Lions aiming to snap some sordid series history vs. the Titans

USA Today

The Detroit Lions have never defeated the Tennessee Titans. As unlikely as that might seem, it’s a fact that dates back to the beginning of the 21st century.

That should change in Week 8. Should

The Lions are favored on Sunday by more points in a game than they have been since before the Titans existed in Nashville. The line is now 11.5 points in Detroit’s favor, and that could very well go up now that the Titans have traded starting WR DeAndre Hopkins and top LB Ernest Jones this week.
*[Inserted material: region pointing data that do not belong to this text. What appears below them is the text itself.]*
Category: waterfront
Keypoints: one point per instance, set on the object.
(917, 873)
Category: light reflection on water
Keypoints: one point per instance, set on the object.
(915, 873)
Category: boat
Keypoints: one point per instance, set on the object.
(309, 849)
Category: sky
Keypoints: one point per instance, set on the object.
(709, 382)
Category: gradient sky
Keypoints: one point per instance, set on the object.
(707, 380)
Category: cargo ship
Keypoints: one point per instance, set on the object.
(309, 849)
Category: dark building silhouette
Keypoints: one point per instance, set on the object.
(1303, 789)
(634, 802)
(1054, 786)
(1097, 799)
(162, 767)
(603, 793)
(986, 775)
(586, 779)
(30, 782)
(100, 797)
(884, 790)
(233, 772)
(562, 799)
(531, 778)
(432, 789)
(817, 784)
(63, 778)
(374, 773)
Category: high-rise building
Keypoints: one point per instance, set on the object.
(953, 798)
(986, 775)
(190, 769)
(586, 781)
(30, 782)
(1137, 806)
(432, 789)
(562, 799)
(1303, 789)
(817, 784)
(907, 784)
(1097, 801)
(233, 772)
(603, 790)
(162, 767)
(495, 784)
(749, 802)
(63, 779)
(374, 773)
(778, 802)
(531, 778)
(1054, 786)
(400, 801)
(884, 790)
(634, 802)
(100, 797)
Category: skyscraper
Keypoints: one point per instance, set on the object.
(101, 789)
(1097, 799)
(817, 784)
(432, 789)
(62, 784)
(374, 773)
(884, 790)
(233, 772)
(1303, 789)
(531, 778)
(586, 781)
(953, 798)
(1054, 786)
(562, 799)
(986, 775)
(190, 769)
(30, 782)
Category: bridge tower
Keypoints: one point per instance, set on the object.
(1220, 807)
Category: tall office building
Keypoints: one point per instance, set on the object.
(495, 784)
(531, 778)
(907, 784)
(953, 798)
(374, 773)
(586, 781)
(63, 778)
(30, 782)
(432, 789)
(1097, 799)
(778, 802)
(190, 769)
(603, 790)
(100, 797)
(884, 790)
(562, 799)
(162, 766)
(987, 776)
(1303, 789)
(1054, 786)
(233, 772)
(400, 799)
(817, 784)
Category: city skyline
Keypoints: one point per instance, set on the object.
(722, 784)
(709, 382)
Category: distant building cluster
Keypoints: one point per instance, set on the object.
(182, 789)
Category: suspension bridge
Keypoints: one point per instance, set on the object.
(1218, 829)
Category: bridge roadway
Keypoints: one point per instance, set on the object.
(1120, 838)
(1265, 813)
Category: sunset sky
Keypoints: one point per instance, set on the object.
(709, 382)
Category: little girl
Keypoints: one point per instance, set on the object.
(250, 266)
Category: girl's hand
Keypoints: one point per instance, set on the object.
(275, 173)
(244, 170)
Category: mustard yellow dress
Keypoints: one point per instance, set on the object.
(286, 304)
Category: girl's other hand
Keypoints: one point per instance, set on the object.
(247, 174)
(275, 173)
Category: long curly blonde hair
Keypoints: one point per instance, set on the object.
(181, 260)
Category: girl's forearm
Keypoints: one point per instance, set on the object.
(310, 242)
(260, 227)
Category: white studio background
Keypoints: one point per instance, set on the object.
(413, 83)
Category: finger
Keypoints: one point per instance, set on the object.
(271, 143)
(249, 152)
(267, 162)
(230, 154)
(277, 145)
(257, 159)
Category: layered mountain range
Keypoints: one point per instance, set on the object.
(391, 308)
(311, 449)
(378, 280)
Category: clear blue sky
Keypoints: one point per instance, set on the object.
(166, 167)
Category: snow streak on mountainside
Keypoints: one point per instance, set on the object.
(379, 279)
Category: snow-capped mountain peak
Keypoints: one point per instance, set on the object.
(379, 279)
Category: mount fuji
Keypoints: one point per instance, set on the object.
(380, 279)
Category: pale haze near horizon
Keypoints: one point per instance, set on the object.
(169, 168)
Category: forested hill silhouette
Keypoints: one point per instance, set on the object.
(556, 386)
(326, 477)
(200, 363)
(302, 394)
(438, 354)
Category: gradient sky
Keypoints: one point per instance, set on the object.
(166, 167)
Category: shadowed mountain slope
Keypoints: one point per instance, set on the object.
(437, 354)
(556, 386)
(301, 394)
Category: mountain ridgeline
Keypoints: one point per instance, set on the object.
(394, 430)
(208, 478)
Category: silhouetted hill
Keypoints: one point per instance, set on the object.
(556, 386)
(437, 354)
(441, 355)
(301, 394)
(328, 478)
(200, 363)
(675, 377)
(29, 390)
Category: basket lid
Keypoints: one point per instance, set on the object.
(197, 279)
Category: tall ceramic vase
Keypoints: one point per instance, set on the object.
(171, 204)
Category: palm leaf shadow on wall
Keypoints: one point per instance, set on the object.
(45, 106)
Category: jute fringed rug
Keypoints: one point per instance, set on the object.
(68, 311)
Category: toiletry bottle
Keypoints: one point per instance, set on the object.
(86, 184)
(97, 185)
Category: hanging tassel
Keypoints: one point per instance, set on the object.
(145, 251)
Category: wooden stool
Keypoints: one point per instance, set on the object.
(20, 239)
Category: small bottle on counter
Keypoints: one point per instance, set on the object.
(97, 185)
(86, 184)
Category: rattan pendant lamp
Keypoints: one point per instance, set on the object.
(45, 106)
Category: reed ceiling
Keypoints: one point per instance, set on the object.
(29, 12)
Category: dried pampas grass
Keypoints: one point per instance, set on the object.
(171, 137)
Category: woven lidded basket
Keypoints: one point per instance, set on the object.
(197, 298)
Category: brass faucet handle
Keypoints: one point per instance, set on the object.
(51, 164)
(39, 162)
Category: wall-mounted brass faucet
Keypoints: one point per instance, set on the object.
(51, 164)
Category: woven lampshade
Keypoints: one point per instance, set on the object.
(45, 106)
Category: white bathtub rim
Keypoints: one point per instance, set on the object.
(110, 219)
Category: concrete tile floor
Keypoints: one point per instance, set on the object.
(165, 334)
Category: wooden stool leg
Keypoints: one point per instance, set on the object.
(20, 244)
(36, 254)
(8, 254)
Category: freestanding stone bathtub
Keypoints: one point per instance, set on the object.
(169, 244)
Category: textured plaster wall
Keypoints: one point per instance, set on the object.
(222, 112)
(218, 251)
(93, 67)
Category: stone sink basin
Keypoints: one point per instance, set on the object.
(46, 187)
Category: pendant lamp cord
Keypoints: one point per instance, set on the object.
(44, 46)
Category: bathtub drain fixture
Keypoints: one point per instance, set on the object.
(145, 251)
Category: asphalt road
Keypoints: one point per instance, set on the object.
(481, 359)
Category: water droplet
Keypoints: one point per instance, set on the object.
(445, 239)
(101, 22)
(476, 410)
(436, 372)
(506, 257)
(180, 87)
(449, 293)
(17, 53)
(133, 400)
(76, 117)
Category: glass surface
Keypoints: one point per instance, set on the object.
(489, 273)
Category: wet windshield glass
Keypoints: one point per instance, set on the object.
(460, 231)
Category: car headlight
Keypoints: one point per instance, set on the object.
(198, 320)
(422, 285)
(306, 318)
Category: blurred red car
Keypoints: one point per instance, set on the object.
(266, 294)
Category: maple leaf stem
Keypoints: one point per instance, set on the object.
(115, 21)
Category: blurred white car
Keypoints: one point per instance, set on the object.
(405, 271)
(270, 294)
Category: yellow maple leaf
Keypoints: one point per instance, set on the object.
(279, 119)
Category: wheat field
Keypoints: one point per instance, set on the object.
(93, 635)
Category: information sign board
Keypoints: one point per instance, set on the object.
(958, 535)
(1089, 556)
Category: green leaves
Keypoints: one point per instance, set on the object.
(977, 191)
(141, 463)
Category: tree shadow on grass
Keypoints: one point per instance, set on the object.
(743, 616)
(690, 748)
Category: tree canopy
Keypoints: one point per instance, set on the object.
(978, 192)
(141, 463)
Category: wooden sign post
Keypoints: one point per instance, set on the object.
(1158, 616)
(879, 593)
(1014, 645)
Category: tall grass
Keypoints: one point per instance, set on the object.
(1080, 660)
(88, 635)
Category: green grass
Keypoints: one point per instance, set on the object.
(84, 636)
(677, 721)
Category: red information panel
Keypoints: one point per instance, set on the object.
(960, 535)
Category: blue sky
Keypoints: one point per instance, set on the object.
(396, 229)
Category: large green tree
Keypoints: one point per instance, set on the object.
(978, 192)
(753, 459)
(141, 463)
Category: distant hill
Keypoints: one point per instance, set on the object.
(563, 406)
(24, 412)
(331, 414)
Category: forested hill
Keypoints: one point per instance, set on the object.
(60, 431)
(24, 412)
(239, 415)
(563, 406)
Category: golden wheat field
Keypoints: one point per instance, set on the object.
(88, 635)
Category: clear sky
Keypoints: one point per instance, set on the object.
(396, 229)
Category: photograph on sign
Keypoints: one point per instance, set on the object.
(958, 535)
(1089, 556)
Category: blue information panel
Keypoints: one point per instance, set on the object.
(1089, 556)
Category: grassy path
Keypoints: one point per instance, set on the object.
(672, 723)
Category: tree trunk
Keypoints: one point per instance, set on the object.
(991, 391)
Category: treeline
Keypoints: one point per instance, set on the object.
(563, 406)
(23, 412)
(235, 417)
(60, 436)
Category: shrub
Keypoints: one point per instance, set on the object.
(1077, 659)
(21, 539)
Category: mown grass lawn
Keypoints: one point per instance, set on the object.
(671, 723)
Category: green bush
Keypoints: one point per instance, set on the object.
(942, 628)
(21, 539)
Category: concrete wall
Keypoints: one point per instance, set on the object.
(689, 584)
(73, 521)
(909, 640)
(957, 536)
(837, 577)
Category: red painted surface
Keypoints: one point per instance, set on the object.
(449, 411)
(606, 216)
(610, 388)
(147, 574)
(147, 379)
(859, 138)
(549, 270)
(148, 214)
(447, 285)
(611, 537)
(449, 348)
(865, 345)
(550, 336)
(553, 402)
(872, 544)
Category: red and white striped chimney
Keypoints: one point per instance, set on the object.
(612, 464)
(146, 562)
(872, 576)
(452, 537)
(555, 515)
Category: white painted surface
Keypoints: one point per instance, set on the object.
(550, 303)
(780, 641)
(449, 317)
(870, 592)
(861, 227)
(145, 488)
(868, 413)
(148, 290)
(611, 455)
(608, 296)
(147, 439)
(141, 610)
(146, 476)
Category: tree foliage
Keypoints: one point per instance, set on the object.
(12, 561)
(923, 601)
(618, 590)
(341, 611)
That six-game losing streak to the Titans won’t erase itself, however. In the last meeting inside Ford Field, the Lions were six-point favorites. That was Week 2 of the 2016 season, Jim Caldwell’s final year coaching Detroit. The Mike Mularkey-coached Titans eked out a 16-15 win by scoring the final 13 points, all in the fourth quarter.

Because the Titans kept all the franchise records in their move from Houston, the series includes Tennessee’s decades as the Oilers, too. The Lions did beat the Oilers back in 1995 in the old Astrodome. That game featured two touchdown catches by Herman Moore from Scott Mitchell and 10 combined turnovers in a 24-17 Lions win that happened to be one of Barry Sanders’ worst career games (54 yards on 19 carries).

The Lions have only ever won one home game against the franchise, beating the Oilers in Week 5 of the 1986 season. Going back to that game some 38 years ago, it presents a cautionary tale for how this year’s heavily-favored Lions can avoid a stunning upset.

The box score says Houston dominated Detroit that day. Warren Moon threw for 398 yards for the Oilers, while Eric Hipple managed 93 in the air. However, the Lions picked off Moon three times, twice inside the Detroit 5-yard line. Grinding out 158 rushing yards on 47 carries — a figure they’ve not since topped — Daryl Rogers’ Lions ground Jerry Glanville’s run-and-shoot Oilers into submission.

That is the most sensical way the Titans can keep their unblemished record against Detroit intact–keep the Lions offense off the field and have Jared Goff make uncharacteristic mistakes. The odds say that’s an extreme longshot, and the Lions should end one of the weirder team vs. team anomalies in the NFL on Sunday.